Our aim was to compare the biomechanical properties of suturing methods to determine a better method for the repair of lacerated skeletal muscle.
We tested Kessler stitches and the combination of Mason-Allen and perimeter stitches. Individual stitches were placed in the muscle belly of quadriceps femoris from a pig cadaver and were tensioned mechanically. The maximum loads and strains were measured and failure modes recorded. The mean load and strain for the Kessler stitches were significantly less than those for combination stitches. All five Kessler stitches tore out longitudinally from the muscle. All five combination stitches did not fail but successfully elongated.
Our study has shown that the better method of repair for suturing muscle is the use of combination stitches.
Direct muscle trauma is common1–3 and discontinuity of muscle bellies is an indication for surgery. However, the best suturing technique is not known. Muscle bellies are difficult to repair successfully because the sutures pull out.4,5 Some authors have reported healing after repair.6–12 These differences may be partly explained by the variation in suturing techniques, of which many have been recommended6–12 but few have been compared. For example, a modified Kessler suture, with 5–0 Mersilene, was found to be better than either simple suturing with 2–0 Dexon or simple suturing with a tendon graft.6 We have previously reported a clinical series of transections of biceps brachii repaired by a combination stitching technique, with a modified Mason-Allen stitch around a perimeter stitch.8 The combination stitches worked well.
Our aim, therefore, was to compare the maximum loads, strains, and failure modes of muscle bellies sutured with Kessler stitches with those of muscles sutured with combination stitches.
Materials and Methods
A limb was obtained from an immature female Yorkshire-cross pig weighing approximately 40 kg which had been killed in the course of another study. The experiment was approved by the Animal Care and Use Committee and the present study was approved by the institutional review board.

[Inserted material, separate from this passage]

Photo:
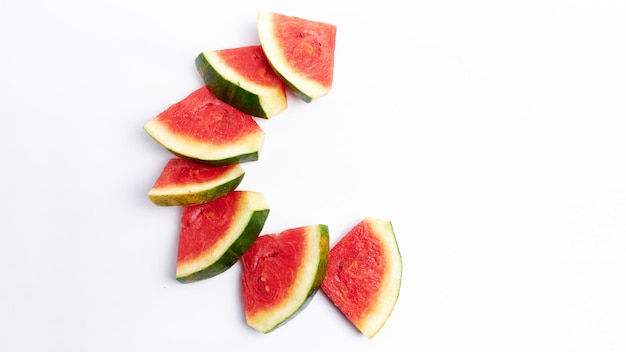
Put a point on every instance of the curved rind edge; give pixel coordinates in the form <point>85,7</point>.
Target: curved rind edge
<point>318,277</point>
<point>237,248</point>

In a pilot study, we selected the best two suturing methods from several methods including a simple stitch,10 a running simple (epimysium-based, non-core) stitch, a figure-of-eight stitch,13 a modified Kessler stitch,6 a vertical mattress stitch,14 a horizontal mattress stitch (core), a horizontal mattress stitch (inverted, epimysium-based, non-core), a double right-angle stitch15 and a combination (modified Mason Allen16 and perimeter) stitch.8
The two methods with the highest maximum loads in our pilot study were the Kessler stitch and the combination stitch (Mason-Allen stitch around a perimeter stitch) methods. The performance of the Kessler stitch confirmed that of previous work.6
Design of the study.
A biomechanical protocol was designed for measuring the passive performance of sutures in lacerations of the muscle belly. We compared individual Kessler stitches and combination stitches. There were five observations in each group. We measured the maximum load, the strain at maximum load and the failure mode.

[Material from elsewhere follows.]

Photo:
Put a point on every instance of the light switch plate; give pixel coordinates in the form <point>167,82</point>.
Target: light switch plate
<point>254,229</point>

The limb was refrigerated at −4°C for 43 hours. Quadriceps femoris was dissected from the compartmental fascia taking care to preserve the epimysium. A transverse laceration was made across the belly in an area where no tendon was present. Saline was used to moisten the specimens during testing. For the Kessler stitch group, the sutures were placed around the edge of the laceration using metric size 2 braided polyester sutures (Deknatel, Fall River, Massachusetts) (Fig. 1⇓).6 Different parts of the same specimen were used for the experiment including the collection of the pilot data. They were spaced around the epimysium so that they were separate. Modified Mason-Allen stitches were supported by a running interlocking stitch along the border of the epimysium with figure-of-eight knots at one end (Fig. 1⇓).8 The same suture material was used for all the stitches.
Testing of specimens.
A servohydraulic testing machine (model 8521S; Instron Corporation, Canton, Massachusetts) was used in a uniaxial configuration. The construct was preloaded with 5 to 8 N, in the anatomical axis of the muscle, to remove the slack before testing. It was loaded at an elongation rate of 25 mm per minute until failure.
Analysis of data.
Data collection software (Series IX, Instron Corporation) recorded the load and strain data as the biomechanical parameters of the performance of the stitches. Maximum load was expressed in newtons and the mm expressed as a percentage. The failure mode was observed directly and recorded.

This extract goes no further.